I can’t help but feel a little melancholy about this turn of events, having been at UMBC in 1992 when we moved into the new Engineering/Computer Science (now just “Engineering”) building. We got a big pile of money to buy computers and other equipment for the new building. Now, up to that point, our department was primarily a DEC (Digital Equipment Corp) shop. And, we were all lined up to buy lots and lots of DEC hardware with our new-building money. But, DEC’s new baby, the Alpha chip, was not quite ready for prime time in 1992, so they weren’t able to sell us Alpha-based equipment in time for the building to open. So, DEC ended up losing (and subsequently getting bought by Compaq), and SGI ended up getting our money. SGI had just released their new entry-level workstation, the Indigo, and we packed our labs full of them. We also had Crimson servers and eventually, a 16-node Challenge XL. At the time, SGI was well-known for making high-end graphics workstations. They were featured in movies and were widely used by the entertainment industry for animation and special effects. As such, they showed up a lot in the popular press, so in general, the public was “aware” of SGI and their reputation. By extension, with our labs full of SGIs, we became cutting-edge too. It was a busy year, but it was lots of fun, particularly for a 22-year-old geek like me with no life outside of UMBC (hey, at least I admit it 🙂 )

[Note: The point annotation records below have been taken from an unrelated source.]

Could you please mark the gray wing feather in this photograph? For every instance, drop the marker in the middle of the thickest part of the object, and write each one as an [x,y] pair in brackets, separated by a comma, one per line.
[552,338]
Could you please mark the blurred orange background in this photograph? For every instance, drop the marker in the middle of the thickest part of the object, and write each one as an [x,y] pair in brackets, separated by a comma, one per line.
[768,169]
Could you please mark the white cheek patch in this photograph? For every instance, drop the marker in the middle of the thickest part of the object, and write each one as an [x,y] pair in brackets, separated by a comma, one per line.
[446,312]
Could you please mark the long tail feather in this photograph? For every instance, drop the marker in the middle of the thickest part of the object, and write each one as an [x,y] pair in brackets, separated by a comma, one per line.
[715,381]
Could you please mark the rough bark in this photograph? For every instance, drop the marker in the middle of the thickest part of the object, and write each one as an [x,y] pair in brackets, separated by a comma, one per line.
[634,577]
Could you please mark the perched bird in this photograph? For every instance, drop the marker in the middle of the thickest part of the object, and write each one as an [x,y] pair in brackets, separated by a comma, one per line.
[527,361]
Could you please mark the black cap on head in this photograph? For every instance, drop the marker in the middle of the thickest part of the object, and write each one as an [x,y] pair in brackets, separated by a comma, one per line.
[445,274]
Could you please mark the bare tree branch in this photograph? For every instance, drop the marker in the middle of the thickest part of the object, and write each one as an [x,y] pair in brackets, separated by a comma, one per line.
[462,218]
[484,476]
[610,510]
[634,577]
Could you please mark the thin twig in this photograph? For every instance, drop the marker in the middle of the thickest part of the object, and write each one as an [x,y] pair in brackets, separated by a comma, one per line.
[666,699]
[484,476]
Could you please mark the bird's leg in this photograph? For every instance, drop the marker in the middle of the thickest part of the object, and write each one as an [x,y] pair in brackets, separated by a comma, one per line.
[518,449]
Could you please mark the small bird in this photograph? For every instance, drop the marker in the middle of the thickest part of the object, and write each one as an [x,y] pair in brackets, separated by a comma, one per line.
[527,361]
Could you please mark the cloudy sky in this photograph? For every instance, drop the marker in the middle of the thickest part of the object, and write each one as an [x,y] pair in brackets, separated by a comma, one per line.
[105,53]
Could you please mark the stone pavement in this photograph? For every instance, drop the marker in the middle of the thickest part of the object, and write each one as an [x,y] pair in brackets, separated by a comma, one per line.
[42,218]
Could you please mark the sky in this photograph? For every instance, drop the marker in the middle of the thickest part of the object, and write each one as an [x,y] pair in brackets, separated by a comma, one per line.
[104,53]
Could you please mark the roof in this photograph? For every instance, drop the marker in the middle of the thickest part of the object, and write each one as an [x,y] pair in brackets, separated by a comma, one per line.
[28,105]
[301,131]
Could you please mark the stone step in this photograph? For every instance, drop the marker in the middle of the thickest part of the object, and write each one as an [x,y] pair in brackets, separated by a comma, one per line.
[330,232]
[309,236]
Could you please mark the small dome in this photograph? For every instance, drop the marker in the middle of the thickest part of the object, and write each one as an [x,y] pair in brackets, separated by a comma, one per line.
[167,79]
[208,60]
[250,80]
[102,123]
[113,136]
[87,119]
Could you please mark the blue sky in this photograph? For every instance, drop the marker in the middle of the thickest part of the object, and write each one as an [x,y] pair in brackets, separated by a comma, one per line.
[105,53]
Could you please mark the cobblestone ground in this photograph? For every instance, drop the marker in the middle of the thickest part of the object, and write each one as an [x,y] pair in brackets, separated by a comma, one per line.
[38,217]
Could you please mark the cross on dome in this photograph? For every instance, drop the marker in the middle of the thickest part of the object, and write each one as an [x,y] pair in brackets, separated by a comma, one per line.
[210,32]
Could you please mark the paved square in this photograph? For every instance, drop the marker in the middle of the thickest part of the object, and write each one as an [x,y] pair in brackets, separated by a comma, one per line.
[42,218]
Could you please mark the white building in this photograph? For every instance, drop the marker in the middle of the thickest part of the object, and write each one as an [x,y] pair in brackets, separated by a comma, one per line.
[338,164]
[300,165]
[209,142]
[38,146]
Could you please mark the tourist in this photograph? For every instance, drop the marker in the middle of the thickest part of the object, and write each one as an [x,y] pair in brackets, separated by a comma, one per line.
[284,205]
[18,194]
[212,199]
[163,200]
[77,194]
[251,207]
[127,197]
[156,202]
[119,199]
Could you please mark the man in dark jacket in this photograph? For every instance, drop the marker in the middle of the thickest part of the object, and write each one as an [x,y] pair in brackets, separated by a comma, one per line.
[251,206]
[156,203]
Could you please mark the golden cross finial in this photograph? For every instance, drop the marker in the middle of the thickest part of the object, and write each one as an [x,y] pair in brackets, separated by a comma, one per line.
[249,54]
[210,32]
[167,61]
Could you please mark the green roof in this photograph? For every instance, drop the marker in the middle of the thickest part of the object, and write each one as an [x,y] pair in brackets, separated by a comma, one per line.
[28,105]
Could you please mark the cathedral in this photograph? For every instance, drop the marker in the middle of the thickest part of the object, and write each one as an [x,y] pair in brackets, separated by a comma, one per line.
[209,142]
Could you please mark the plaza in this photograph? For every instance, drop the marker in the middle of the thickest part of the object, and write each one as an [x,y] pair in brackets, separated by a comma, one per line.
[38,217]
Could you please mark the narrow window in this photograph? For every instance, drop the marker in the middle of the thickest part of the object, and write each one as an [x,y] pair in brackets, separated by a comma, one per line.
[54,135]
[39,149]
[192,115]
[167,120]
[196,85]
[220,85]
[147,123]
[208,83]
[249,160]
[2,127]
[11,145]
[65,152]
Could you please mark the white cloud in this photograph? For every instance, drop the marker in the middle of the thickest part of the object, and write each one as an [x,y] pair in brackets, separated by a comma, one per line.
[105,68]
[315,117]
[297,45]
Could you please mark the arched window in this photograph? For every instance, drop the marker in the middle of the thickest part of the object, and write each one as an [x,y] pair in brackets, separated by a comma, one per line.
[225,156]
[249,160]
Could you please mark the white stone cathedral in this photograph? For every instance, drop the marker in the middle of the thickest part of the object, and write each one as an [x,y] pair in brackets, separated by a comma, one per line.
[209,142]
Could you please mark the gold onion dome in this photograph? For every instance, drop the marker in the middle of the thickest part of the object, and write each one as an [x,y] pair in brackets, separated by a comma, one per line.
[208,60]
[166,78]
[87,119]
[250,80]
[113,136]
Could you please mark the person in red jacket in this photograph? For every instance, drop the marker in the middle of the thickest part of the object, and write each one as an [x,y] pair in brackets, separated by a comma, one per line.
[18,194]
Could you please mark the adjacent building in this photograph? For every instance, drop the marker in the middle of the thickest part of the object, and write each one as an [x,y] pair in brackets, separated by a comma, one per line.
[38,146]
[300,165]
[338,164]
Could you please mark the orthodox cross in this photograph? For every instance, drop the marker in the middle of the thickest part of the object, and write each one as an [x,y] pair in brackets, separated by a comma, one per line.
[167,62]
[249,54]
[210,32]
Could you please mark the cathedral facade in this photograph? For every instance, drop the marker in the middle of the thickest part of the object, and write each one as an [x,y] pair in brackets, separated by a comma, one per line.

But unfortunately, all good things must come to an end. The mid- and late-90s were not kind to SGI. Companies like ATI, nVidia and 3dfx began marketing cheap, high-end graphics cards for garden variety PCs. The cards got better and better, and SGI lost their edge. People began moving away from SGI’s proprietary hardware and OS, towards PCs running Windows or Linux. Then, the tech downturn hit, and that pretty much killed SGI. Now, pretty much every PC out there has graphics hardware that blows away anything SGI had back in the day.
The upshot of all this, is that we no longer have any SGI workstations at UMBC. However, we still have a few SGI servers plodding along, running legacy web apps, because no one has gotten around to moving the apps off. With the hardware no longer under maintenance, it’s only a matter of time till it dies, so I’m trying to get the apps moved off before that happens. That can be a challenge, because a lot of these apps also need other kinds of attention — for example, conversion from legacy authentication systems to our current campus single signon scheme. And many of them aren’t happy about being moved; lots of hardcoded path names, hostnames, URLs etc.
So it’s a slow process, but I’m slowly getting it done, moving us ever closer to the day when we can shut down the last SGI machine at UMBC… the end of an era.